Короткий опис (реферат):
The purpose of the article is to clarify and differentiate the concepts of rule-making and law making, as well as to rethink their relationship with related categories.
It is concluded that the our legal doctrine completely blurs the boundaries of the concepts of «rule making» and «formation of law». The content of the category «law-making», on the other hand, is
quite well-established, but this term is often unreasonably replaced by the term «rule-making».
It is established that rulemaking is a broad category that goes far beyond the formation of law,
because it covers the emergence of all social norms that regulate behavior in society: moral,
corporate, customary, religious, traditional, etc. The formation of law should be discussed only
when actual, non-legal in nature, social regulators begin to «grow» from society to the official level.
That is, the formation of law covers the following stages: 1) the emergence of certain relations in
society that require regulation, and their scaling; 2) the emergence of actual regulators of these
relations of a non-legal nature; 3) awareness by the lawmaker of the need to streamline public
relations with the help of legal prescriptions (through the analysis of statistical indicators, expert
assessments, surveys, etc.); 4) law-making, as the final, official stage of law formation.
It is found out that rule-making coincides in scope with the formation of law (legal formation)
only in cases when it comes to the creation of legal norms. Meanwhile, law-making does not
coincide with law-making in terms of volume at all. It is a much broader category in relation to
law-making.
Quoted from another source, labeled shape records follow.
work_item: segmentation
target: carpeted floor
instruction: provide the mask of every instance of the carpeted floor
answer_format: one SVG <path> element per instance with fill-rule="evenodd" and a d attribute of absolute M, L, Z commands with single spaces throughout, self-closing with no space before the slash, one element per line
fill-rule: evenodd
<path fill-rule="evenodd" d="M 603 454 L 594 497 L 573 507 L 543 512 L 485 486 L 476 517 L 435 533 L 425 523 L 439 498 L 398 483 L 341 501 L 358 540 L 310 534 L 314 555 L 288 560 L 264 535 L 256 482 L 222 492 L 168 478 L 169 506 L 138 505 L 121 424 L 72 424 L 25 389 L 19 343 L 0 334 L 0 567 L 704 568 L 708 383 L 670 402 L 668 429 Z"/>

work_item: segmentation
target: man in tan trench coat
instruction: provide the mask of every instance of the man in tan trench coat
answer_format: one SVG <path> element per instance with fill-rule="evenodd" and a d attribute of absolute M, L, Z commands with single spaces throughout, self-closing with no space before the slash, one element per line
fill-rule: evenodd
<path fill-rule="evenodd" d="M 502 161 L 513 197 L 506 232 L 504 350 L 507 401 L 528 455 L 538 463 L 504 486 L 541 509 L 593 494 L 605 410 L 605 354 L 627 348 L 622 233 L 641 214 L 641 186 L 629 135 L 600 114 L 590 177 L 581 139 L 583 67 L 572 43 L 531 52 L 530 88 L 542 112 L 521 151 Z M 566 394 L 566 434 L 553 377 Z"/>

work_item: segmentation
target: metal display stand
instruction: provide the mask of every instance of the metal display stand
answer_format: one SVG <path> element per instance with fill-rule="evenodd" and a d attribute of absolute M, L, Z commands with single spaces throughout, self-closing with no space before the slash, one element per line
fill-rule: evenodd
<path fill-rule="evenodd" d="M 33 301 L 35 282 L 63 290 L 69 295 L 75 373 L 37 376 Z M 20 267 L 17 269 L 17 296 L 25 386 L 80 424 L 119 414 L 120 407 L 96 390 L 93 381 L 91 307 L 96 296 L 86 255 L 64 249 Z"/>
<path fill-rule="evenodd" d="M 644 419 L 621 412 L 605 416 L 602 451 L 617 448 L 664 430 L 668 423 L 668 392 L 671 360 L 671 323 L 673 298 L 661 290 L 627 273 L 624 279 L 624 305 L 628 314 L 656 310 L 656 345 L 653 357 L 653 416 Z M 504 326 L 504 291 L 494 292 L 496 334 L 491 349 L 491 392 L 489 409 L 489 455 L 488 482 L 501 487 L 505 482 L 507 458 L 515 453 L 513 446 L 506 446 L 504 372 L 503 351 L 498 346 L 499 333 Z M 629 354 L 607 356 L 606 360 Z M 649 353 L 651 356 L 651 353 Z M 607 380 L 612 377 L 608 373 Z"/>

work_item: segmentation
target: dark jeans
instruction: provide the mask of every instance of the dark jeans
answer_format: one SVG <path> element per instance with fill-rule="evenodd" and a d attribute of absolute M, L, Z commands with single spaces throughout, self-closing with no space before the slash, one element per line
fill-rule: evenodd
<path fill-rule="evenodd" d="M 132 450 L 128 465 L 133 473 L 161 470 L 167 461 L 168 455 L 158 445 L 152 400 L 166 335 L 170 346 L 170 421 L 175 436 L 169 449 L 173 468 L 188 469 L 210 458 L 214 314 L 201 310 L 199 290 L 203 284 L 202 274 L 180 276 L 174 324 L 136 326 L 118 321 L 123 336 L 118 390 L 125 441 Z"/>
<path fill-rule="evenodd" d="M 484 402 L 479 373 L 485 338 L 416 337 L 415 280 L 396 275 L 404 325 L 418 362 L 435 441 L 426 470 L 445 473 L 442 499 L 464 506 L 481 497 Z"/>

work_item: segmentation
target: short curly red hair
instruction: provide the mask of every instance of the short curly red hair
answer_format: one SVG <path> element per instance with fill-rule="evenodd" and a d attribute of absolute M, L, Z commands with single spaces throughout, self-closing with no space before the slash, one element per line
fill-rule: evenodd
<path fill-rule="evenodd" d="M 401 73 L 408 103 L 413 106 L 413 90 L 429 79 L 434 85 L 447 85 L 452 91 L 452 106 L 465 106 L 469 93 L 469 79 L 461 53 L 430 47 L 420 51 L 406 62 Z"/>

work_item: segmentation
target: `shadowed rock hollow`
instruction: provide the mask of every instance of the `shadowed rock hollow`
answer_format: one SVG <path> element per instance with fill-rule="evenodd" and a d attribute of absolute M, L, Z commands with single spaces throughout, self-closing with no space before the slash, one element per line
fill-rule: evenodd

Just like all regulators of relations in society (social norms) are much larger in scope
than law, which is only one type of such regulator.
It is considered that Law-making is one of the types of rule-making that is associated exclusively
with the adoption by the Parliament of laws as normative legal acts of the highest legal force.
It is noted that the processes of interpretation and implementation of legal norms are not
covered by either rulemaking or law-making, since they are included in the mechanism of legal
regulation when the legal norm is already available (that is, after the end of law-making).